Как-то раз Кристиан вернулся домой — слегка навеселе — и, пройдя на застекленную веранду, где сидела Бодиль, поставил перед ней на стол большую коробку. Что там внутри, он не показал. Сперва изложил свой план. Он ясно осознал: пришло время соединить Хорсенс с Коринфом. Да, время пришло. Это нужно было сделать много лет назад, говорил он, размахивая сигарой: он знал! знал! Но ведь так много всего было — и взлетов, и падений (он это признает! признает!). Однако теперь время настало. Теперь они смогут. Это должно коснуться не только их отцов, матерей, братьев и сестер, нет, всего рода, всей родни: двоюродных братьев и сестер, дядюшек и тетушек, племянников и племянниц. И описывая всю грандиозность своего плана, а также подчеркивая, как важно для Вильяма узнать свою родню, он открыл большую коробку и стал доставать небольшие матерчатые свертки, выкладывая их перед Бодиль один за другим. Их было по двенадцать каждого вида: ножей и вилок, ложек и приборов для десерта. Все они были из настоящего, неподдельного, чистейшего серебра самой высшей пробы. Там был даже половник и набор для разделки жаркого. Кристиан пришел в настоящий экстаз, принялся размахивать над головой большой вилкой и заявил, что и рожок для обуви совсем не так плох, но, если уж люди садятся за стал — особенно если люди эти родом из Хорсенса, — столовые приборы должны быть на уровне!
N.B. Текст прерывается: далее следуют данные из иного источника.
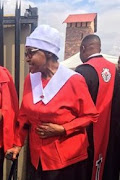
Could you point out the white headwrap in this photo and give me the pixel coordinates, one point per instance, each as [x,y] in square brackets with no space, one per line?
[46,38]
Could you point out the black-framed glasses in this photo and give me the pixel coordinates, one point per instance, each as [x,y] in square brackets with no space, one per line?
[30,52]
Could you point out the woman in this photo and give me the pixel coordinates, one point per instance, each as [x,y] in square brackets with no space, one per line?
[57,106]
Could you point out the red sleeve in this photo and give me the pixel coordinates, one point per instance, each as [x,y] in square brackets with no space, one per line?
[9,108]
[22,125]
[85,107]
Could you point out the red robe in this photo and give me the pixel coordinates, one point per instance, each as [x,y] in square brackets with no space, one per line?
[8,107]
[106,74]
[71,107]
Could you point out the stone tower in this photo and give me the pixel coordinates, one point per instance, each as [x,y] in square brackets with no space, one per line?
[78,26]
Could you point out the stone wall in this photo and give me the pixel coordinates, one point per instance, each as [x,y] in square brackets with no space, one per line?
[74,36]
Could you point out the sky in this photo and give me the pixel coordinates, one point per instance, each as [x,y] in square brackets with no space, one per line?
[54,12]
Семейный праздник удался на славу. «Вечерняя газета» сделала о нем небольшой, симпатичный репортаж под названием «Времена меняются». Рядом с заметкой напечатали две фотографии: на одной, снятой еще «тогда», бородатые мужчины и женщины в больших шляпах бродят между индейских вигвамов и курят чиллум; на другом снимке, относившемся к современности, был запечатлен сотрудник газеты, знаменитый репортер и комментатор в окружении «своих близких» (сказано это было в ироническом ключе, так как на фотографии было не менее шестидесяти человек).
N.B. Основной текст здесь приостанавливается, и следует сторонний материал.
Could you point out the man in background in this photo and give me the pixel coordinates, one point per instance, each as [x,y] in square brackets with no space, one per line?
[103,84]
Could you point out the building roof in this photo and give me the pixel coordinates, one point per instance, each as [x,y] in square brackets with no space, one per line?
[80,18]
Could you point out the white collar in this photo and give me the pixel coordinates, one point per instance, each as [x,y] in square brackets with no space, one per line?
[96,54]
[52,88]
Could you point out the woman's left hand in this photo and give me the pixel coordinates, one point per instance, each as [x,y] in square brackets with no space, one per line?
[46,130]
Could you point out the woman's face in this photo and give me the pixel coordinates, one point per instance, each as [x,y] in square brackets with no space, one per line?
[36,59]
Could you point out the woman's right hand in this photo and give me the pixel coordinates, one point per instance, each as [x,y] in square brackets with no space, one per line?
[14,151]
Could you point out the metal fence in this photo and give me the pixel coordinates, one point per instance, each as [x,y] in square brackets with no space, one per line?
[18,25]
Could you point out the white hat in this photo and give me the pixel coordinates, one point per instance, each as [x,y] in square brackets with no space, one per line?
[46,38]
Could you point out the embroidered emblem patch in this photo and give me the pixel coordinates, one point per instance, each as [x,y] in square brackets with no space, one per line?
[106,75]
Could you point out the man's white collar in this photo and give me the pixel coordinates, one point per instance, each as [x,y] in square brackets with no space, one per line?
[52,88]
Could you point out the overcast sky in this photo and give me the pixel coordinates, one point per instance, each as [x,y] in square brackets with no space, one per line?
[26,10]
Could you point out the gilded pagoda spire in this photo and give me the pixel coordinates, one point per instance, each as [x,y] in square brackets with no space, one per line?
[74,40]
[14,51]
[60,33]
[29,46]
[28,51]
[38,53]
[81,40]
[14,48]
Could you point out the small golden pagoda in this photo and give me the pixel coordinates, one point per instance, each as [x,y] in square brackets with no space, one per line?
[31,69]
Поздним утром, когда праздник уже подходил к концу, Кристиан вошел в спальню. На кровати, похрапывая, лежала Бодиль. Одеяло немного задралось, заметно оголив ее ягодицы. Он стоял и не мог отвести взгляда от этой белеющей плоти. Такой знакомой, и все равно такой чужой. На мгновение ему представилось, как долго будет колыхаться воткнутая вилка, если ее вонзить в этот жир. Но вдруг сердце его переполнилось нежностью, и, почувствовав головокружение, он закрыл глаза.

Может, лучше ему уехать обратно в Ютландию.

Поздно, слишком поздно.

Он открыл глаза. Подошел к кровати и, опустившись на колени, поцеловал оголенную плоть. Подтянул одеяло и прикрыл ее.